White Spider’s expression was still frozen, and Purple Ant gave him a big smile.

“Hard to believe it’s already been a month since we had that conversation. Oh, how time flies.”

Purple Ant let out a long exhale as he sat in his base of operations, a members-only underground bar. It was a quiet little room with dim, indirect lighting and a modest bar counter. Only a few people in all of Mitario knew about it.

He took a sip of his cola. He didn’t care much for alcohol.

He had spent the past month carrying out countless assassinations. Between spies and secret policemen, he was already responsible for forty-eight kills, and not a single person had any idea about his special talent. Nobody would ever be able to find him.

Plus, he’d accomplished something else that day, as well.

“Can I get you anything, miss? A beer, maybe?”

He turned to the individual he’d forced to sit in the seat beside him.

She writhed in pain.

“Oh, that’s right.” Purple Ant offered her a bow. “You have that hole in your chest. I’m so sorry for making such a thoughtless offer to a lady such as yourself. I like to consider myself a gentleman, you know.”

The expression of his “companion” was one of agony. Sweat streamed down her face, and if looks could kill, the hateful glare she gave him from beneath her disheveled hair would have done just that. Blood trickled from the hole in her side as she pressed down on it.

“You’re a spy from the Din Republic, aren’t you? I must say, you’re a lot younger than I expected you to be. Can I ask your name?”

“……………”

“Hrmm, that’s quite a problem. I would think you could at least introduce yourself.”
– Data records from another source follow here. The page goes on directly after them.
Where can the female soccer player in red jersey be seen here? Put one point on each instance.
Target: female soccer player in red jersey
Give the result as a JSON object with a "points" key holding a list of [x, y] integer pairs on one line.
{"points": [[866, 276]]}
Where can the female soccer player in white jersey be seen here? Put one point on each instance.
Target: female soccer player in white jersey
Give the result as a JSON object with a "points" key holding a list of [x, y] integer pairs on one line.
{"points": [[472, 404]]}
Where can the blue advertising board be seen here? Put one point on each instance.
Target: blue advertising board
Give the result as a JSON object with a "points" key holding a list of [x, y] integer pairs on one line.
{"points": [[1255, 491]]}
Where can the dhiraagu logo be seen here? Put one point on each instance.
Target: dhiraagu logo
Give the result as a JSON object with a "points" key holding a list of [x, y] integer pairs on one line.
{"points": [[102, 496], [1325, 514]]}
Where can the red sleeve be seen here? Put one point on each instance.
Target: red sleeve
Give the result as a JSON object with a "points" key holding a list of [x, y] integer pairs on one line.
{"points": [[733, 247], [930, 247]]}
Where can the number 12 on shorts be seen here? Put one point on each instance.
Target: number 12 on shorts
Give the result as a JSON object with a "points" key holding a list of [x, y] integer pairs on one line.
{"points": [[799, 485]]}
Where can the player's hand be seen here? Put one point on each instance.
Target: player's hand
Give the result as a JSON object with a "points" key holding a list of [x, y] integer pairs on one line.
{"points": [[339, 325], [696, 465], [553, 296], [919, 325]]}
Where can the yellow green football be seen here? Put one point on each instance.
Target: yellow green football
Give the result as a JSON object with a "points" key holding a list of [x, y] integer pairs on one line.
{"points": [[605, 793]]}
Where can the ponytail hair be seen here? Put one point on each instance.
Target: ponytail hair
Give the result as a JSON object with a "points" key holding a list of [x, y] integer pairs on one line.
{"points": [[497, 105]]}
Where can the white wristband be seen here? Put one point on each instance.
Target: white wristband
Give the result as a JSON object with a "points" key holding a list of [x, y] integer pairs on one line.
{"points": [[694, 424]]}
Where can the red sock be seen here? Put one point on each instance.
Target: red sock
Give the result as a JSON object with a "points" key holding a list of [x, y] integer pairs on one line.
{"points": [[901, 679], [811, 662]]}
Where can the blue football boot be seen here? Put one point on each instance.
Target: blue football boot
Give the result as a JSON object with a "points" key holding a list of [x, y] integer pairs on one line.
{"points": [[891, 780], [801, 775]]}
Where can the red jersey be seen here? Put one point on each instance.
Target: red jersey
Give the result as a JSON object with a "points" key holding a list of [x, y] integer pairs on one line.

He groaned. He considered listening to people’s dying words to be his life’s work, but he so rarely managed to capture people alive. It would’ve been a damn shame to kill her without listening to what she had to say.

“Are you waiting for someone to come save you, perhaps?”

“……………”

“It’s Bonfire you’re waiting for, isn’t it? Ah, but I suppose you and your friends call him ‘Klaus.’ Oh, no, it’s quite all right. I was actually hoping he’d come here as well.”

“……………”

“Let’s have a little chat while we wait for him. We can reminisce on this whole thing from start to finish—from when you and your friends first took me on to the moment of your ignoble defeat.”

Purple Ant gave his captive a smile.

“And then, when we’re done…we’ll see if I can guess your name.”

There wasn’t so much as a sliver of hope to be found in that process. Only despair.

“Now then,” Purple Ant said, “let’s start with how you all got to Mouzaia.”